Dualarla yol almak

"Peygamberimizin mukaddes hayatı, dürüstlük ve doğruluk çizgisi üzerine kurulmuştur. Yeni bir hayatın zorlu başlangıcı olan Hicret zamanı da buna dâhildir." Rümeysa İnan yazdı.

Dualarla yol almak

Dünya, bir yoldur. Her yolun bir başlangıcı ve bitişi olduğu gibi dünya yolunun da -doğum ve ölüm olarak adlandırdığımız- başlangıcı ve bitişi vardır. Fakat ölüm, yalnızca bu dünyaya ait bir sondur. Dünya yolunun sonu da sonsuz yurdumuz ahirete olan yolculuğumuzun başlangıcıdır.

Yol devam ettikçe yeni maceralar bizleri beklemektedir. Dünyadaki imtihanlarımız yürüdüğümüz yola ve bireysel potansiyelimize göre değişebilir. Yolumuz kimi zaman güçlüklerle dolu iken kimi zaman da çiçek bahçesinde yürüdüğümüzü zannettirecek kadar güzel olabilir. Önemli olan bizim o yolu nasıl yürüdüğümüzdür. Yolda yürürken bize yardımcı olacak bir pusulamız var mı? Kimlerin izini takip ediyoruz? Hangi yön okları bizi doğru sona ulaştırır? Tüm bunlar yolumuz bitene kadar sürekli sorgulamamız ve tetikte olmamız gereken durumlardır.

Yürünecek yolu göstererek bize öğreten Rabbimizin bu yolda bizi rehbersiz bırakmadığı her daim zikrettiğimiz hususlardan biridir. Allah Teâlâ, Kur’an-ı Kerim ve peygamberlerimizle bilhassa Efendimiz  ile bizleri nasipdâr kılmıştır. Kur’an-ı Kerim’in pek çok yerinde peygamberlerin kıssaları bize örneklik teşkil etmekte özellikle yaptıkları dualar dünyadaki yolculuğumuzda tavrımızın nasıl olması gerektiğini bizlere göstermektedir. Yola çıkmak ile dua her daim iç içedir. Peygamber Efendimizin yaşayışı ise başından sonuna kadar hayatımızı düzene sokmamızda ve tavrımızı seçmemizde bizlere en güzel örnektir. Allah Resulü  yaşamı boyunca çeşitli yolculuklarda bulunmuş farklı insanlarla karşılaşmıştır. Yaşadığı her şey O’nu bir sonraki adıma, kıyamete kadar gelecek bütün insanlığa, âlemlere rahmet olmaya hazırlamıştır. O’nun hayatındaki en önemli olaylardan biri ise Medine’ye hicretidir.

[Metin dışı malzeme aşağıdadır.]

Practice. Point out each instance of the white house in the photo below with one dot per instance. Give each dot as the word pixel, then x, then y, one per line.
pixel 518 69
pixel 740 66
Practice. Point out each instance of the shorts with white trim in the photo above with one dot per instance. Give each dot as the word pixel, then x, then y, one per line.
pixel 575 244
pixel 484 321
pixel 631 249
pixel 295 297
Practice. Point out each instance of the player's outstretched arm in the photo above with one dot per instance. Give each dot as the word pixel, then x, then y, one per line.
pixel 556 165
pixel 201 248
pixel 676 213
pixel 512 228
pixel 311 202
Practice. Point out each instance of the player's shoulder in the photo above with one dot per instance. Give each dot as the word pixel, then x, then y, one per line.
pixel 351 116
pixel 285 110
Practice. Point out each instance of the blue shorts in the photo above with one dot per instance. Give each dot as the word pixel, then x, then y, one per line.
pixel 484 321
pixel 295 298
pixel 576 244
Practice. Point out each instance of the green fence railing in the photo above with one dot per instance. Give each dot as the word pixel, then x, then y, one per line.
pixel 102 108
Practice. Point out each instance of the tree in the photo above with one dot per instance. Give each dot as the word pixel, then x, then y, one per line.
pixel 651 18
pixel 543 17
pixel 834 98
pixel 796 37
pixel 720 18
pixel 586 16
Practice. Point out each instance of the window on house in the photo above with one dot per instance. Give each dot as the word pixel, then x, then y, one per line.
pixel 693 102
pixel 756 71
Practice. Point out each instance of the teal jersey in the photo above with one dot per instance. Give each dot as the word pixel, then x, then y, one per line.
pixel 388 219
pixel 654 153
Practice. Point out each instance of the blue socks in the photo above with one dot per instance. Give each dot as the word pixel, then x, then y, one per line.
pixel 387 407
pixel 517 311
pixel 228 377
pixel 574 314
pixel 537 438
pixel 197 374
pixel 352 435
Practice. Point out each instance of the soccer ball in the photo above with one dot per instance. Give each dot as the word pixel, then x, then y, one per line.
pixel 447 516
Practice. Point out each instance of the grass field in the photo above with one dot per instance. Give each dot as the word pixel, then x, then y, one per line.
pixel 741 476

Doğup büyüdüğü topraklarda O’nu “El-Emin” olarak anan akrabaları, peygamber olduğunu öğrendikten sonra yurdunda barındırmadılar. Peygamberimiz  ise -mensuplarının sayısı gün geçtikçe artan- İslâm ümmetinin dinini özgürce yaşayabilmeleri için yeni yurt edinmeleri gerektiğini düşündü. Bunun için nice dualar etti. Tabii bu sırada davetini de aksatmadan devam ettiriyordu. Bu davetlerden birinde Yesrib yurdundan gelen birkaç genç, İslâm ile müşerref olmuş ve beldelerine döndüklerinde halkın çoğunu da İslâm ile tanıştırmıştı. Peygamberimizin  dualarını kabul eden Allah Teâlâ, Müslümanlara hayırlı bir şehir nasip etti. Mekke’den Medine’ye hicret planlanmıştı. Efendimiz , Allah Teâlâ’nın bildirdiği vakitte yola çıktı. Dilinde ise: “Rabbim! Girilecek yere doğrulukla girmemi, çıkılacak yerden de doğrulukla çıkmamı sağla, Bana tarafından yardımcı bir güç ver!”1 duası vardı.

Peygamberimizin  mukaddes hayatı, dürüstlük ve doğruluk çizgisi üzerine kurulmuştur. Yeni bir hayatın zorlu başlangıcı olan Hicret Zamanı da buna dâhildir. Peygamberimiz  her işinde Rabbinin rızasını gözettiği gibi çıkacağı hicret yolculuğunda Allah Teâlâ’nın rızasına uygun olan davranışı gözeterek doğruluk talebinde bulunmuştur. Çıktığı bu yolculuk ile beraber hicret ettiği ashabına da örnek olmuştur. Efendimizin  açtığı doğruluk yolunda ashabı da sağlam adımlarla ilerlemiştir. O’na güvenen insanlar iman dairesine girmiş, Efendimiz'den  bir an dahi ayrılmayarak O’nun doğruluğunu kendi hayatlarına yansıtmaya çalışmışlardır.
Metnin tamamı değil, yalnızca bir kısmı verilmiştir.